In order to train/find the best LR, we run the training process for each single batch.

When we call lrf=learn.lr_find() we have this type of answer

A Jupyter Widget

82%|████████▏ | 295/360 [00:01<00:00, 153.04it/s, loss=0.383]

The widget is telling that after 294 batches he found the minimum loss 0.383.

Calling this function learn.sched.plot_lr() we can actually see how the LR performs with respect to the iterations. And x goes only until 300, because the lr_find() stopped at 295.

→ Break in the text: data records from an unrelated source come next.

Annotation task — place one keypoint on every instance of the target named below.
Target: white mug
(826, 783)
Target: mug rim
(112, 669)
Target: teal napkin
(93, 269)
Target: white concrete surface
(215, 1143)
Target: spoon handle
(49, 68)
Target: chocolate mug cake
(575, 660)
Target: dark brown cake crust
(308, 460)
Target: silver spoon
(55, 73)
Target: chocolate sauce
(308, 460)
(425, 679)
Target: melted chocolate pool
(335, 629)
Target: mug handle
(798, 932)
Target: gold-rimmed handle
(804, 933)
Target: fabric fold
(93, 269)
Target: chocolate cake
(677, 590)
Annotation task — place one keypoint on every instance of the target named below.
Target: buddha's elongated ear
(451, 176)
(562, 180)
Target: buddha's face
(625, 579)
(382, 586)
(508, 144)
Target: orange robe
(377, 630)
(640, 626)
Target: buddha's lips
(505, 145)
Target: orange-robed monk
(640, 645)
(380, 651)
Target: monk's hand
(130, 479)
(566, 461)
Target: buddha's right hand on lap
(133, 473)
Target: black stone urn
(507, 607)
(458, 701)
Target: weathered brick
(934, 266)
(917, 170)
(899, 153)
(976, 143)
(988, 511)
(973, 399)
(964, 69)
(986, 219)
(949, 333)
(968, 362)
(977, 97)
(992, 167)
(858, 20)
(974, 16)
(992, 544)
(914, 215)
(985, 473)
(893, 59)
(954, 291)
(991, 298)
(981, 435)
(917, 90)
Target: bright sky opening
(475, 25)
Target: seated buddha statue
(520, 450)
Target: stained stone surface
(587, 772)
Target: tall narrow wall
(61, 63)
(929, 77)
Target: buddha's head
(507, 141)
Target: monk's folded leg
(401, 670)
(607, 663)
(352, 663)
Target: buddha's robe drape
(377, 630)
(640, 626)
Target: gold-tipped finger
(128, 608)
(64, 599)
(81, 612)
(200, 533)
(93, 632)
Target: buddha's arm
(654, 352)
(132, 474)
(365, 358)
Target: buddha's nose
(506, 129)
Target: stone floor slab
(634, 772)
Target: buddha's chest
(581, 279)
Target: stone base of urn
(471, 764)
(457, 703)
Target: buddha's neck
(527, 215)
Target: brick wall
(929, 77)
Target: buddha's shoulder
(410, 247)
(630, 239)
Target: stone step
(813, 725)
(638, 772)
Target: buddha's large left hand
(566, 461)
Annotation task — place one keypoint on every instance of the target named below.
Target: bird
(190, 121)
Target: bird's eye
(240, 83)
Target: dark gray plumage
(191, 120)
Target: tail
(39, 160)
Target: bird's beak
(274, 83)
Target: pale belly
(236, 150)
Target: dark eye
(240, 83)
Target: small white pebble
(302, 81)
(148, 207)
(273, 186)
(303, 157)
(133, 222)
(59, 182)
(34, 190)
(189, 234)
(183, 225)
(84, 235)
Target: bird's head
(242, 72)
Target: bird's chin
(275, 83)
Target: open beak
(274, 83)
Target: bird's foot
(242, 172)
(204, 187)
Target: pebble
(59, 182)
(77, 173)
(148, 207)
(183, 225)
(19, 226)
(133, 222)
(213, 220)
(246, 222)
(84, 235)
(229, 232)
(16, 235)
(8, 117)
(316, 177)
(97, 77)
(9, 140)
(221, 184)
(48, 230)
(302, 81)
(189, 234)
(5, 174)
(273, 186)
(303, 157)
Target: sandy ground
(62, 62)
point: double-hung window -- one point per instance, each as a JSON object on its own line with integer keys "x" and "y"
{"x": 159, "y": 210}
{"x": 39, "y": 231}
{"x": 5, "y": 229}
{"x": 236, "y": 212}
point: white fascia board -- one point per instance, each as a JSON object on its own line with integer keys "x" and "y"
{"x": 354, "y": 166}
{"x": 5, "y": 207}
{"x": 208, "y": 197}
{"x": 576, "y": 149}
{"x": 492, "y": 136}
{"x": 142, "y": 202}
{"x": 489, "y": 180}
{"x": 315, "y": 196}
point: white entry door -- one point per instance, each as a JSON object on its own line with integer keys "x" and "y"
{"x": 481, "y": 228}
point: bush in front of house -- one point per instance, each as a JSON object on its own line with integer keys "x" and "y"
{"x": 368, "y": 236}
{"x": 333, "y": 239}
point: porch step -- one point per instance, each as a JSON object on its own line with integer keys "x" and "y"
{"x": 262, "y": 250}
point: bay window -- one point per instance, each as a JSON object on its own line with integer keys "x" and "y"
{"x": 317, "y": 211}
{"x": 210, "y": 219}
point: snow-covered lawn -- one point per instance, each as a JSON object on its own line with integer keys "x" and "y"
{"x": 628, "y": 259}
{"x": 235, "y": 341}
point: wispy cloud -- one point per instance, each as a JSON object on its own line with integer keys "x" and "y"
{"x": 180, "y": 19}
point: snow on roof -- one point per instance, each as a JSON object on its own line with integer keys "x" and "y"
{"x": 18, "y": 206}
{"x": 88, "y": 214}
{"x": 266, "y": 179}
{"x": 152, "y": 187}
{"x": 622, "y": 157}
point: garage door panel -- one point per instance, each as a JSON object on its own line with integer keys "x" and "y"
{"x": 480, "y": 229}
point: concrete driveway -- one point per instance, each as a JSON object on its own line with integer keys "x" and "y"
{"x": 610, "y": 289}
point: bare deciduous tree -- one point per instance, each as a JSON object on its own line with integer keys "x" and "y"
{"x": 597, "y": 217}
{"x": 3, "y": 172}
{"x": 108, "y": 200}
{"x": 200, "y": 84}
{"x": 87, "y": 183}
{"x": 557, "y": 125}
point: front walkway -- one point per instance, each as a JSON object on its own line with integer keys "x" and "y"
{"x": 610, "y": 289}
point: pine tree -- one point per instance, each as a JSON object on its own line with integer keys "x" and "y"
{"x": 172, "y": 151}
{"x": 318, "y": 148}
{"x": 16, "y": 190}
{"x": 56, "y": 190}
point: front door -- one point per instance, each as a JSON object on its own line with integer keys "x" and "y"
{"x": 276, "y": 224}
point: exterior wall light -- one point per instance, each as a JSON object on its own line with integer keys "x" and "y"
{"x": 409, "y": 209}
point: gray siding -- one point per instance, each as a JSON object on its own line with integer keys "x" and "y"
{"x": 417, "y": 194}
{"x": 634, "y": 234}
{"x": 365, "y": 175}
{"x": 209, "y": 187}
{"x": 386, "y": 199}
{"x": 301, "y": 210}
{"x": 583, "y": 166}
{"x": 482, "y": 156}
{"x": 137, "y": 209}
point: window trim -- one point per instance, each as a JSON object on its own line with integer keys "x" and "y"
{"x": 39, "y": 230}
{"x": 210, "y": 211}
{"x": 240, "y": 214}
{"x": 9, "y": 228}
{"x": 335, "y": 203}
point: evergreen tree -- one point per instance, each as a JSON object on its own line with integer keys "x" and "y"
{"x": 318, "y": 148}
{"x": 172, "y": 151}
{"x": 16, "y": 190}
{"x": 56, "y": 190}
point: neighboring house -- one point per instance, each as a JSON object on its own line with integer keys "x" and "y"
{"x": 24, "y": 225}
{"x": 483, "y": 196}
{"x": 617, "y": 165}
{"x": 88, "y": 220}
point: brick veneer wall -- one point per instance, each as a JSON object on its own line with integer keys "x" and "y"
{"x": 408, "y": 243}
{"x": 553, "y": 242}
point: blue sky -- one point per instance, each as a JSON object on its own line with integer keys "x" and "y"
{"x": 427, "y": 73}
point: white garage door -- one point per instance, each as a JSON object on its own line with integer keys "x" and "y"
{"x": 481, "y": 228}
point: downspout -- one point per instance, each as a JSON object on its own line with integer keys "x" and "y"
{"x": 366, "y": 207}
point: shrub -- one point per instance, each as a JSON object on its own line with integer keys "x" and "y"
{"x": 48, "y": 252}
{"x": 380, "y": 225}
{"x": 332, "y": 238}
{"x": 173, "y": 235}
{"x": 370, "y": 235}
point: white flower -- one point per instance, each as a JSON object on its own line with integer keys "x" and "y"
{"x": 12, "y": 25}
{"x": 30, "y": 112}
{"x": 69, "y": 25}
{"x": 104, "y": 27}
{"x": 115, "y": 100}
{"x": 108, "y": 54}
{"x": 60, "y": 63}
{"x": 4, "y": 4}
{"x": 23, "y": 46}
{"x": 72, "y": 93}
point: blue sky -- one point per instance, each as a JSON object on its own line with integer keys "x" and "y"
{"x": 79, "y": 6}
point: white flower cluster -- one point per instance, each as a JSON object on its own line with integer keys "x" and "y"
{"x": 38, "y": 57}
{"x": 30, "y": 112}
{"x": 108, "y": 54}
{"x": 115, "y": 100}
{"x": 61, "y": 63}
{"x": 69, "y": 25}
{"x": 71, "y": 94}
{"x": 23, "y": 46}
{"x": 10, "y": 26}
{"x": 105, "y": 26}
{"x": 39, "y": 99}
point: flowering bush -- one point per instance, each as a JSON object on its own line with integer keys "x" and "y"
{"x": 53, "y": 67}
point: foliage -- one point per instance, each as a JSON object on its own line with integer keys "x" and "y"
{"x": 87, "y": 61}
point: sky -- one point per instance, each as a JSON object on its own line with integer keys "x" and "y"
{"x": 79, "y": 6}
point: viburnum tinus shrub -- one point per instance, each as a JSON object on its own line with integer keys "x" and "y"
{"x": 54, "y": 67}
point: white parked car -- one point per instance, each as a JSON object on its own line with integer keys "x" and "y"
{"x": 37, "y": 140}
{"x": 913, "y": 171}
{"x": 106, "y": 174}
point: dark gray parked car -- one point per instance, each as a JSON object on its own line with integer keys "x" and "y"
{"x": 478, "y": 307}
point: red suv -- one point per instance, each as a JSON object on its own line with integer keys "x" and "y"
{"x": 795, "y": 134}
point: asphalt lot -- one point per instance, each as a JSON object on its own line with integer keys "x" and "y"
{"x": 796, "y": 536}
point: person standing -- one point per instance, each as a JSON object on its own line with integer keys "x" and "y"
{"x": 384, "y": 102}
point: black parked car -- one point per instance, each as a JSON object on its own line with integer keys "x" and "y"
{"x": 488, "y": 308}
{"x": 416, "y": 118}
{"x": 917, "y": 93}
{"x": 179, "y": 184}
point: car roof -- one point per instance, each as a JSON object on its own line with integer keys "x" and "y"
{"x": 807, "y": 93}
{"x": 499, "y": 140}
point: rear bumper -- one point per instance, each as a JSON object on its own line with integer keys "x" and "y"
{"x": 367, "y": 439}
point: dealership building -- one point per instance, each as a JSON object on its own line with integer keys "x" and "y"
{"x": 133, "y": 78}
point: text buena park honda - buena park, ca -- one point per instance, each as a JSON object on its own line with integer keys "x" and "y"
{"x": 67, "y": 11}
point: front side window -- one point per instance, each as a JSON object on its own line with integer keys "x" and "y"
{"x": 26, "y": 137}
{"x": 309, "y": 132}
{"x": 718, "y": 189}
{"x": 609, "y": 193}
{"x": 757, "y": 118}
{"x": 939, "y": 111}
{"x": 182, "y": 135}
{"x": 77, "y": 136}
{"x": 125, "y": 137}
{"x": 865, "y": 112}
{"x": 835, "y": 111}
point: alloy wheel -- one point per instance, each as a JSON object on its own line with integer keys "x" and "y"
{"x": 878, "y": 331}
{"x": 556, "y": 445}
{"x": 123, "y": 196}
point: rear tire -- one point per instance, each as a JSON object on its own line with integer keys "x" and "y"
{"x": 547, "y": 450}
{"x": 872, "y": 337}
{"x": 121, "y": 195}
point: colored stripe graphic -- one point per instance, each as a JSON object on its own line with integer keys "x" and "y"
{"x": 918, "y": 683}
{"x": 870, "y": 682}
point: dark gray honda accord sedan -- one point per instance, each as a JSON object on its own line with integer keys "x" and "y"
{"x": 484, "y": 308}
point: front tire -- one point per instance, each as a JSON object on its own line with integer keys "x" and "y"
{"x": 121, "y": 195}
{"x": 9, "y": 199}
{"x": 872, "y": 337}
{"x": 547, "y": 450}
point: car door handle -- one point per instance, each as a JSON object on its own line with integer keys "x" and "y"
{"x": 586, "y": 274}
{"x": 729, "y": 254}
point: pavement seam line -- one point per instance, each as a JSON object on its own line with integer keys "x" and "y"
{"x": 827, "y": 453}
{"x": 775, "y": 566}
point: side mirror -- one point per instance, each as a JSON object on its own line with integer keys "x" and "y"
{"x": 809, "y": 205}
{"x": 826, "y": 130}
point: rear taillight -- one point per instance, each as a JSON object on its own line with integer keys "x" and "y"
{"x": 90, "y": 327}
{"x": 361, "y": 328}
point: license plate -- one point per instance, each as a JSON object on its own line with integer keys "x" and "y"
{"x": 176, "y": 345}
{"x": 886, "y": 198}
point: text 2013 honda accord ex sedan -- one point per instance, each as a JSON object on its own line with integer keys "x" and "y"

Q1/ So, why LR(iteration=100) << LR(iteration 295)

image

The purpose of this function learn.sched.plot() is very clear. We have tried different LRs, for each of them we computed the loss, and we plot the result in order to choose the LR where the loss is decreasing.

image

Q2/ Why we can’t use the lr_find() for an already trained model learn.fit(0.01,1)?
We have a trained model, with the computed weights - which has an accuracy of 98%, and a training loss of 0.03 and a validation loss of 0.02.

Given this model after the first iteration it stops. Why it doesn’t try to find a better LR in order to obtain an even smaller loss?

learn.lr_find()

Epoch
0% 0/1 [00:00<?, ?it/s]

0%| | 1/360 [00:00<01:27, 4.09it/s, loss=0.0318]

Thank you in advance for the patience of reading and answering to this post.

2 Likes

Ah - the key issue I think is a (very understandable!) misunderstanding here. 0.383 is not the minimum loss. It’s the final loss after completing the lr_find process, which is much worse that the minimum loss. Based on the sched.plot() chart you showed, it appears the minimum loss was around 0.1. This happened at LR around 1e-1 (which is 0.1). Although it’s looking quite flat here, so I’d pick 1e-2 for my LR, since it’s definitely decreasing nicely there.

The learning rate increases by a constant ratio every batch. That’s how the LR finder works - keep increasing the learning rate, and see when it stops improving.

You can - but if the model is already about as good as it can be, it’ll just show that there’s no LR that improves the model! In this case, we’ll need to unfreeze() more layers (which we’ll discuss on Monday).

Does that clear things up a bit?

6 Likes

Thanks a lot, now it’s crystal clear!